The sugar and ethanol industry, one of the key pillars of India’s agricultural economy, eagerly anticipates key announcements that could reshape their financial prospects. This year has presented challenges exacerbated by constraints on ethanol production and sugar exports. Consequently, stakeholders are calling for strategic government interventions to ensure stability and growth. Key demands from the industry include an increase in the Minimum Selling Price (MSP) for sugar, permission for sugar exports, a hike in ethanol procurement prices, and a reduction in Goods and Services Tax (GST) on flex-fuel vehicles. Additionally, support for sugarcane harvesters remains a critical expectation.
The government should strategically take steps to ensure that the industry remains on track from a financial perspective.
Due to the gap between the rising fair remunerative price (FRP) for sugarcane and the stagnant MSP, the government needs to address this imbalance, and raising the sugar MSP seems to be a solution for this. The sugar MSP has remained unchanged since 2019.
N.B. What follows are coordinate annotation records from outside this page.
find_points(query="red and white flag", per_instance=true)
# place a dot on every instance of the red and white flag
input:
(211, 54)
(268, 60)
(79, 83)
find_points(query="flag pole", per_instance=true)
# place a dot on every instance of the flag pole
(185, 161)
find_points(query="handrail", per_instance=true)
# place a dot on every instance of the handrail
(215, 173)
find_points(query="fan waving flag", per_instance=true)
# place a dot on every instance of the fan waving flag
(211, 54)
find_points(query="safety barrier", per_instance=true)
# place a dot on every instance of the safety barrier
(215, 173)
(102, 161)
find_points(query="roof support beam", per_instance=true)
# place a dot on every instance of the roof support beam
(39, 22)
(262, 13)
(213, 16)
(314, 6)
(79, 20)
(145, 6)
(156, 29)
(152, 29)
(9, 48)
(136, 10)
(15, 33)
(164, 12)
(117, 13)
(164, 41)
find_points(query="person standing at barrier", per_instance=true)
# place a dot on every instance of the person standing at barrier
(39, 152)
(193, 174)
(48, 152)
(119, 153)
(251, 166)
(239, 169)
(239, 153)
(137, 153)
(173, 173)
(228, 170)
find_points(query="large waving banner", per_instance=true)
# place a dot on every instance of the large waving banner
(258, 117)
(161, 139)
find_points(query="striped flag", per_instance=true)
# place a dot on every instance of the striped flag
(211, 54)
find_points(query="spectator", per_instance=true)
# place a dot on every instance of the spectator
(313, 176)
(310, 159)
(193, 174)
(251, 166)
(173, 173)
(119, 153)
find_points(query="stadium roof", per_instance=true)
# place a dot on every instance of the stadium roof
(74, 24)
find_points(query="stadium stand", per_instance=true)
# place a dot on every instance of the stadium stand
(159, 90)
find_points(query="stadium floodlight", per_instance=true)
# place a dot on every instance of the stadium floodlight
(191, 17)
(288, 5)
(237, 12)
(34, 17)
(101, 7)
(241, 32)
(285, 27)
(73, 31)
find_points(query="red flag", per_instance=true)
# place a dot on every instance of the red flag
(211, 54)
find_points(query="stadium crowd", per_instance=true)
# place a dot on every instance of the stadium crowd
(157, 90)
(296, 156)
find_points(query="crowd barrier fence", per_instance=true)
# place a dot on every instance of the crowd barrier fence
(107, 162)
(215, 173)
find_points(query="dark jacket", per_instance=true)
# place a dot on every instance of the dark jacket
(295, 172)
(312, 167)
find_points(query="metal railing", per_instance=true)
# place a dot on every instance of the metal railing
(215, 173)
ISMA predicts a significant sugar surplus. According to the sugar body, the opening stock of around 56 lakh tonnes in October 2023, coupled with forecasted domestic consumption of nearly 285 lakh tonnes for the season, will result in a higher closing stock of 91 lakh tonnes by the end of September 2024. This estimated surplus, amounting to 36 lakh tonnes above the normative stock of 55 lakh tonnes, can potentially lead to additional costs for millers due to idle inventory and carrying costs. Therefore, the government should also allow sugar exports as it would enhance the financial liquidity of sugar mills and facilitate timely payments to cane farmers.
The grain-based ethanol industry claims to be facing an alarming situation due to various issues. Recently, the industry body, the Grain Ethanol Manufacturers Association (GEMA), sought immediate relief from the government. The government should address this issue as it will help boost ethanol production and meet the ethanol blending target of 20 percent by 2025.
The industry wants to bring the tax on flex-fuel vehicles on par with electric vehicles, which currently attract a tax of only 5 percent. If the government does so, it will accelerate the adoption of ethanol blending with petrol as fuel for automobiles. This move will directly contribute to reducing India’s fuel bill while simultaneously curbing carbon emissions from the transportation sector.
The budget holds immense promise for the sugar and ethanol industries, with stakeholders hopeful for comprehensive reforms that ensure their long-term financial stability and growth.